M. Loïc Hervé. Après ce nouvel attentat atroce contre Samuel Paty qui nous a tous touchés très profondément, vous allez être tenté de proposer de nouveau au Parlement de durcir notre arsenal juridique et d’aggraver les peines. En réalité, l’affaiblissement de l’État n’en serait que renforcé, car, le premier problème, c’est l’application ferme et systématique du droit. Or nous savons tous que tel n’est pas le cas.
Plus qu’un constat d’impuissance, c’est un terrible aveu. Le Président de la République a annoncé vouloir prendre des mesures concrètes et rapides. Monsieur le ministre de l’intérieur, vous avez indiqué dimanche que 231 étrangers dangereux allaient être expulsés. Pouvez-vous prendre l’engagement de revenir dans un mois nous dire combien d’entre eux sont effectivement partis ? Et pouvez-vous nous donner de la visibilité pour les mois qui viennent ? (Applaudissements sur les travées des groupes UC et Les Républicains.)
M. le président. La parole est à M. le ministre de l’intérieur.
M. Gérald Darmanin, ministre de l’intérieur.

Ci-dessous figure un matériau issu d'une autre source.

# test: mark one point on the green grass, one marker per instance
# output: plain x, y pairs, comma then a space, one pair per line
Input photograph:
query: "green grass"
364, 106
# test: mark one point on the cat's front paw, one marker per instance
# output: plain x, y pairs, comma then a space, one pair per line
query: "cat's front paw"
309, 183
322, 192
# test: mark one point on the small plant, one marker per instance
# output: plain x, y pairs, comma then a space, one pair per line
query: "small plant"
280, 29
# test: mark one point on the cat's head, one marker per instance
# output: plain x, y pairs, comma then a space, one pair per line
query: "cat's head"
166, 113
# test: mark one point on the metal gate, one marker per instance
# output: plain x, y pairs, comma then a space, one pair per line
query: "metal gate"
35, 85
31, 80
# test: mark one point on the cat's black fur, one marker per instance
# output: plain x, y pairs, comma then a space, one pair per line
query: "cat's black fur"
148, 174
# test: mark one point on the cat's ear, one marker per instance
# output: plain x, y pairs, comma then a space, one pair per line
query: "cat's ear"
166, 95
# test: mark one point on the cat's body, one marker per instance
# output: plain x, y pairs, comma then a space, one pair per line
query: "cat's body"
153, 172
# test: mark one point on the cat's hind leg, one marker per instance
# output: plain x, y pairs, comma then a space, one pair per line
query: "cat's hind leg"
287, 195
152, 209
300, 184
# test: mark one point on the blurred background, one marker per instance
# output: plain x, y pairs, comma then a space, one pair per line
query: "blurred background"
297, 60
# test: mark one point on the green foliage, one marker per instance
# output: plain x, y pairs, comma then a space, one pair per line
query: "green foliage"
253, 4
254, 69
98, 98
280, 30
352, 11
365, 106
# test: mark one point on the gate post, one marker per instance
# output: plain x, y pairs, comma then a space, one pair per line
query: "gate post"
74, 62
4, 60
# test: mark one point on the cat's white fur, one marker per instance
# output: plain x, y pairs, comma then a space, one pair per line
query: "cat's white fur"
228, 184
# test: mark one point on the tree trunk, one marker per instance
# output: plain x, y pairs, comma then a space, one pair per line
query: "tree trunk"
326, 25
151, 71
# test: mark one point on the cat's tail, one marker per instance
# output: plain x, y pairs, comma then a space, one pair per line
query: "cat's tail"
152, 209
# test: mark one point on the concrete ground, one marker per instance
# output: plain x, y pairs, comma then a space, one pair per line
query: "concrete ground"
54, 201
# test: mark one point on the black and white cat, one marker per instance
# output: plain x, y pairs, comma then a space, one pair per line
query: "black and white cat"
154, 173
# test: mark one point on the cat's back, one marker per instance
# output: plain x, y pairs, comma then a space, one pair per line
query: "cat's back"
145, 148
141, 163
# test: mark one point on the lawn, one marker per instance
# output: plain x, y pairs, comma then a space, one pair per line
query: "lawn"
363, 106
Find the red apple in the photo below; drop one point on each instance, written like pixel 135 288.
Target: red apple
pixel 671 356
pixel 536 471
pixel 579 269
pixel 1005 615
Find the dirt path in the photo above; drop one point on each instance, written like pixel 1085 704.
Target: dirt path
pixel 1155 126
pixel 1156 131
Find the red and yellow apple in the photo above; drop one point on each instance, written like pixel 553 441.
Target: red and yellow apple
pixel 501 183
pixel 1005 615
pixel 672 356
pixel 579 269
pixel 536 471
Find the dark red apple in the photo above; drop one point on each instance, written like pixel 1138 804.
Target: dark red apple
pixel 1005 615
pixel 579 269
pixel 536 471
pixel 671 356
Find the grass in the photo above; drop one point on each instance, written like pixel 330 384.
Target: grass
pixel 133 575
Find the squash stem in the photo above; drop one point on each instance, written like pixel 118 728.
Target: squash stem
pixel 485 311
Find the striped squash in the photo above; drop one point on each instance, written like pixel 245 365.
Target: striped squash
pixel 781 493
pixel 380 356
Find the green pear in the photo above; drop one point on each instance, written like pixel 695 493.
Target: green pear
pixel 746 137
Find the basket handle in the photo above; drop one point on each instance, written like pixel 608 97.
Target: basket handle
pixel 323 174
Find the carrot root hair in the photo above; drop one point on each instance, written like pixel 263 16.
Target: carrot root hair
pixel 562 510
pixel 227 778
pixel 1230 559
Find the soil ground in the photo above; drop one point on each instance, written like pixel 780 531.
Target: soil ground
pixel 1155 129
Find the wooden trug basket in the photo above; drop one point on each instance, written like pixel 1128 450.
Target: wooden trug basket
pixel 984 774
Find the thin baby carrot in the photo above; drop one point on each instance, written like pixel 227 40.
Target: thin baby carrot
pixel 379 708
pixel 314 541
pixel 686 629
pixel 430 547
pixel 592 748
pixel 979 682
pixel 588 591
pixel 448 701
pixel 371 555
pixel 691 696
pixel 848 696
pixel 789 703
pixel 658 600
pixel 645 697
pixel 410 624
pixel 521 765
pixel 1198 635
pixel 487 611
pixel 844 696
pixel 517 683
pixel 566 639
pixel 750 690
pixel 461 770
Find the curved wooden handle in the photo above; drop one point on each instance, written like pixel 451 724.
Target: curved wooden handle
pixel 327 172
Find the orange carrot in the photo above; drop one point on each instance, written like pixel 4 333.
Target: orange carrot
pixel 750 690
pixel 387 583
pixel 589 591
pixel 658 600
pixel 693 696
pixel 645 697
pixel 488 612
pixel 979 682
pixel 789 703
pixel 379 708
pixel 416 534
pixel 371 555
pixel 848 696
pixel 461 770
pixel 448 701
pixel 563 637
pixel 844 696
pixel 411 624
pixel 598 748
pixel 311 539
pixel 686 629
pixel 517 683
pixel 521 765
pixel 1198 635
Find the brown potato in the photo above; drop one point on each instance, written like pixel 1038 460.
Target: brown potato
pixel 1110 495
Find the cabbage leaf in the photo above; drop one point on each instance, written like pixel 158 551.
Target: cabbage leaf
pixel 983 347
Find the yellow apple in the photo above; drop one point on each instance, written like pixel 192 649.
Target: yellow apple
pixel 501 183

Monsieur le sénateur, je suis tout à fait prêt à venir devant toutes les commissions parlementaires que vous désignerez pour répondre à cette importante et difficile question. Ma motivation est complète.
Avant de vous répondre sur le fond, permettez-moi d’avoir une pensée pour les policiers, qui sont en première ligne en cas d’attentat. Ce fut le cas devant les anciens locaux de Charlie Hebdo comme lors de l’attentat ignoble qui s’est déroulé près de ce collège. Chaque fois, leur intervention a été très rapide et a permis d’interpeller le terroriste ou d’arrêter sa cavale mortelle. Ils risquent leur vie, et je sais, monsieur le sénateur, que vous les saluez pour cela.
Je suis malheureusement contraint de faire un lien entre votre question et celle du président Retailleau. Vous me demandez des comptes, et je vais vous répondre, mais je note que ces questions nous sont posées alors que Samuel Paty n’est pas encore enterré.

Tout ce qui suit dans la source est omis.